Q. Who inspires you?

A. The one person who has been a fantastic guide to me was Yves Carcelle, former president of Louis Vuitton, whom I worked with for six years. I'm very lucky to remain motivated and have such a good teacher in my life - waking up every day and being obsessed about what I do. I'm obsessed about being good enough and improving.

Fendi presents a dreamy couture show at restored Trevi Fountain

Q. How far do you plan ahead for the brand's strategies?

A. We've celebrated our 90th anniversary but we are already thinking about our 100th anniversary. That's the way we are built, that's the way I incentivise my people to be - not to be too happy too long. It's the secret to success. We have a three-year plan for now, and we try to stick to it. It's difficult to foresee the future especially in this world of uncertainties and difficulties. So you need to keep a long-term view and strategy but you also need to be flexible to adapt to [new] situations because the world is not always [perfect] as you'd like to think it is.

Q. Fendi has been actively expanding into new product offerings.

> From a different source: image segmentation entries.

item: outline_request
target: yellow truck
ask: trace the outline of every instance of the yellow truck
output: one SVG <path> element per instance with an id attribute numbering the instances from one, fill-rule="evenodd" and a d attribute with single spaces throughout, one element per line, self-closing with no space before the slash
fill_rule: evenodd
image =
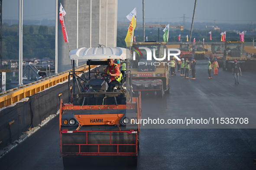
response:
<path id="1" fill-rule="evenodd" d="M 142 95 L 149 94 L 154 96 L 156 91 L 157 95 L 160 98 L 163 97 L 165 91 L 169 93 L 169 63 L 166 57 L 166 42 L 162 42 L 133 43 L 130 70 L 133 92 L 141 91 Z M 148 52 L 154 57 L 150 56 L 152 60 L 148 60 Z M 161 59 L 164 57 L 164 59 Z"/>
<path id="2" fill-rule="evenodd" d="M 246 67 L 247 58 L 244 49 L 244 42 L 241 41 L 226 41 L 223 56 L 223 70 L 231 70 L 237 60 L 241 69 L 244 70 Z"/>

How do you prevent brand dilution?

A. People today don't just buy products, they want to buy lifestyle. I think proposing lifestyle is part of our duty as CEO and creative director. Therefore, you offer your customers a full experience. Our hotel in Florence and Zuma restaurant here in Rome are part of us being a luxury brand. We are also sophisticated in that type of approach with Fendi Casa. We try to appeal to the more sophisticated clients. We just do a few things but very sophisticated and very high-end. You can't just do many things in order to get money. We have a lot of offers but we also say a lot of 'no's. For example, the collaboration with Zuma was made possible because they have the same vision as us. We are both very selective and want to do things well.

Q. Why did Fendi move the headquarters to Palazzo della Civiltà Italiana last year?

A. It's a monumental building here in Rome. Our brand ties closely to Rome. Also, the architecture is simple yet very classy, which fits perfectly with our DNA. It's also a practical decision. Before, our headquarters were split into two but now we are able to unite under one roof. More than 500 people now work at the new office including our artisans for the atelier.